Fortunately, in 1992, NBA players could participate in the Olympics for the first time. And boy, did America put together an amazing team. The Dream Team stormed through Barcelona, reclaiming the gold medal with the most dominating performance in Olympic history. They defeated Croatia in the final 117-85, and that was the smallest margin of victory for the team during their run. They defeated opponents by an average of 44 points.
It made sense. As they were able to use NBA players, the U.S. recruited the best. The team featured All-Stars like Michael Jordan, Charles Barkley, David Robinson, Patrick Ewing, Scottie Pippen, John Stockton and Karl Malone all in their primes, plus additional veteran leadership from Magic Johnson and Larry Bird.
It was the best group of players to share a roster. And now, the doctor who worked with the team is giving fans a chance to own a piece of Olympic history.
Dr. James Fischer has put up nearly all of the memorabilia he accumulated during his tenure as the Dream Team's physician. Items include a pair of game-worn shoes, worn during nearly the entire roster, Fischer's championship ring, and a ton of autographed goodies – like photographs and basketballs– that are signed by the whole team. Fischer is also putting up the gold medal the team won at the Tournament of Americas qualifying event that occurred before the Olympics.
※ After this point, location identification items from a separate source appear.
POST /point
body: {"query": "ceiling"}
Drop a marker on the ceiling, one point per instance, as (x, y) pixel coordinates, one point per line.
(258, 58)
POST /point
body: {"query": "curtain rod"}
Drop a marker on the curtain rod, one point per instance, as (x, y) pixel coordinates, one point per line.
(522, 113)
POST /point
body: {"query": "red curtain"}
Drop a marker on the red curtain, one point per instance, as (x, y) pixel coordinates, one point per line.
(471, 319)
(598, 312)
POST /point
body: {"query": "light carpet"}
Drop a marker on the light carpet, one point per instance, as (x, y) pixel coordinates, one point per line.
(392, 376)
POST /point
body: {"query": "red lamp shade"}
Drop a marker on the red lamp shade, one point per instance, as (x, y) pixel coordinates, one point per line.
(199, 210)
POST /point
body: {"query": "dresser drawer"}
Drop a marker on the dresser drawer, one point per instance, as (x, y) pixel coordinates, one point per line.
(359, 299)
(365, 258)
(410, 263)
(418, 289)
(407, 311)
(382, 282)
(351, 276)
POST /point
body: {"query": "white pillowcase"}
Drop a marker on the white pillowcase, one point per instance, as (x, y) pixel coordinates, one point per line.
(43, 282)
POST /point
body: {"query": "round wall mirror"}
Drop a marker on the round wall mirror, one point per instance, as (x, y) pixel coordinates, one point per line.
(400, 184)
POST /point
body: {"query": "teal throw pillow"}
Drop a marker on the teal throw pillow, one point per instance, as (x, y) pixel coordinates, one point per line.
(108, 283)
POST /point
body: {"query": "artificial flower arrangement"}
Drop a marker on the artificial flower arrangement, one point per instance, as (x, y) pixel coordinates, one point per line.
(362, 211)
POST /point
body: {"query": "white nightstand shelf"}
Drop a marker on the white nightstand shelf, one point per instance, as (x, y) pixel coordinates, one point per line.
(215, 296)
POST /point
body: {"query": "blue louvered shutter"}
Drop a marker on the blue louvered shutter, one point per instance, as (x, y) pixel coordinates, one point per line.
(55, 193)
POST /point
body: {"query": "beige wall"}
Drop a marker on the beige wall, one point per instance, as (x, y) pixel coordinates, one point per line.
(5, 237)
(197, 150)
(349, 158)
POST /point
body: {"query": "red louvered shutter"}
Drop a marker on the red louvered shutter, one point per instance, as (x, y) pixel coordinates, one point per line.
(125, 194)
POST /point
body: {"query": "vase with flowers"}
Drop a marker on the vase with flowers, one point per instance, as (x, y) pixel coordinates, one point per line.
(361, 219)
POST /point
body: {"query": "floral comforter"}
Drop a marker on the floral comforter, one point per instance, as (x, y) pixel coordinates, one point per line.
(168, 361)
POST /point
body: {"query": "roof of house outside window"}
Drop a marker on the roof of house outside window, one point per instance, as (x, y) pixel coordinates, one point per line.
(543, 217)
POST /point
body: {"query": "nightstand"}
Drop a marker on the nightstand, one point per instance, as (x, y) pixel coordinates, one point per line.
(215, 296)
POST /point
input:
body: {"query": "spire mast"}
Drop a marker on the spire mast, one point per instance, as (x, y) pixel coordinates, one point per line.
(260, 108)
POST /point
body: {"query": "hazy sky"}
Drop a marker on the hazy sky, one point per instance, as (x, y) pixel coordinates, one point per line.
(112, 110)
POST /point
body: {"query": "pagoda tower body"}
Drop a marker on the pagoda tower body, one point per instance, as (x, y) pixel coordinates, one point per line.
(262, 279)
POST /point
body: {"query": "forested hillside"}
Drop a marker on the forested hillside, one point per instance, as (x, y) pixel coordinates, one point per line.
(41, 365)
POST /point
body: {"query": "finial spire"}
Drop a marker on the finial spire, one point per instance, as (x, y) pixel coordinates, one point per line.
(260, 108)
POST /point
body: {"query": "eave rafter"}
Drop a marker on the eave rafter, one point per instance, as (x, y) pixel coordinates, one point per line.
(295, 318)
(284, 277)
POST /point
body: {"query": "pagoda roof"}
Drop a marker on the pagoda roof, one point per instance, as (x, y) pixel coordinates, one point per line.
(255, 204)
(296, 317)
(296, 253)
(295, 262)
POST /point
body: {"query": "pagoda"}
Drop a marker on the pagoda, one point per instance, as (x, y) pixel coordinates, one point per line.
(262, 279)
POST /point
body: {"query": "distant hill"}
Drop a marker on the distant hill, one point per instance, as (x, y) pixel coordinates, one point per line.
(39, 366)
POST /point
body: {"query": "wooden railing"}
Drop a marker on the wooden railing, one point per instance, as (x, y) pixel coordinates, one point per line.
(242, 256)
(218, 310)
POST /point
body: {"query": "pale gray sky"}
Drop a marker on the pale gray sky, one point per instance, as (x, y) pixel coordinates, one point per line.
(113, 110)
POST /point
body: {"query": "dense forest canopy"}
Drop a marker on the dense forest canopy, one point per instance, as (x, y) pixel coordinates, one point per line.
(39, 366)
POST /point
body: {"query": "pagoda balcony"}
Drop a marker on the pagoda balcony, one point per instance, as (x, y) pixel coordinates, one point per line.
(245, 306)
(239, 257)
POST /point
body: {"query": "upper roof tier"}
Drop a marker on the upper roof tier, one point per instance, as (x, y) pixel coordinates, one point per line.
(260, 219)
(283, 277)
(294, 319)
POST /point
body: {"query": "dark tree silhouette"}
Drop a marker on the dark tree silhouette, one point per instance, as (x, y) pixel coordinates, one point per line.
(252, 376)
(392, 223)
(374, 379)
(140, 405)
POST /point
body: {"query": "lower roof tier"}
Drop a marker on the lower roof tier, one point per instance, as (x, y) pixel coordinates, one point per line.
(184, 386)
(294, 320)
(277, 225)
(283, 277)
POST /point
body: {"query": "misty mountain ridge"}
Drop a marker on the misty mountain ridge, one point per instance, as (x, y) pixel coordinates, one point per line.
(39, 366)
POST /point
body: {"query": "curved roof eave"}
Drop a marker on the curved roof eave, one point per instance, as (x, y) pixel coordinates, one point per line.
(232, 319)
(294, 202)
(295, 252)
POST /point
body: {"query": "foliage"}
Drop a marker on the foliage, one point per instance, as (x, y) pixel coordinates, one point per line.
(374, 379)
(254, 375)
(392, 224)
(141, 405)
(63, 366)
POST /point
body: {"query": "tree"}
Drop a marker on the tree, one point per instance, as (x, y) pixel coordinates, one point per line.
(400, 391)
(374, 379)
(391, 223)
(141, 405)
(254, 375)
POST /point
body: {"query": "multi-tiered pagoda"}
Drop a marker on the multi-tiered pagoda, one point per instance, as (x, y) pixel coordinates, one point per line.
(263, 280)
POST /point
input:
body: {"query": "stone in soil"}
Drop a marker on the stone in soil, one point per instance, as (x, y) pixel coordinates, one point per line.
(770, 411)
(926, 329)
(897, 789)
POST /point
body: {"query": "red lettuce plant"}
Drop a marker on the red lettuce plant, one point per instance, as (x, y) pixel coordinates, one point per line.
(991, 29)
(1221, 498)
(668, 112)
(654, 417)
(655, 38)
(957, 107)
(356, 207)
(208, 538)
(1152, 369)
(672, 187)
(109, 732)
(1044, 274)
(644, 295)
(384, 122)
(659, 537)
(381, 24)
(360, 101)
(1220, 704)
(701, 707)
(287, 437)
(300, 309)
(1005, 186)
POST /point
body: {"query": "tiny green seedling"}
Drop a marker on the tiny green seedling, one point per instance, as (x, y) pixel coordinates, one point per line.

"This was such a unique team," Fischer said. "It was the greatest sports team ever put together. There are other basketball fans and collectors out there. It's just a good time to let other people enjoy them."
Since the team was only together for a short time, any memorabilia surrounding them are more valuable than usual. Adding to the value is, what collectors call "provenance," essentially a guarantee of authenticity. Since Fischer worked with the team, the credibility that they are real is quite high.
So just how much will Fischer's collection go for? Chris Ivy, the director of sports memorabilia auctions for Heritage Auctions, the auction house handling all of the items, estimates that the whole batch is likely worth about $150,000 to $200,000. Ivy also predicts that the most popular items will be Jordan's sneakers, the championship ring, and a basketball signed by the entire roster that was only given to members of the team.
The likelihood of artifacts from the Dream Team coming to market is quite low, so if you have a few extra thousand dollars, you can now own a piece of the greatest basketball team ever assembled.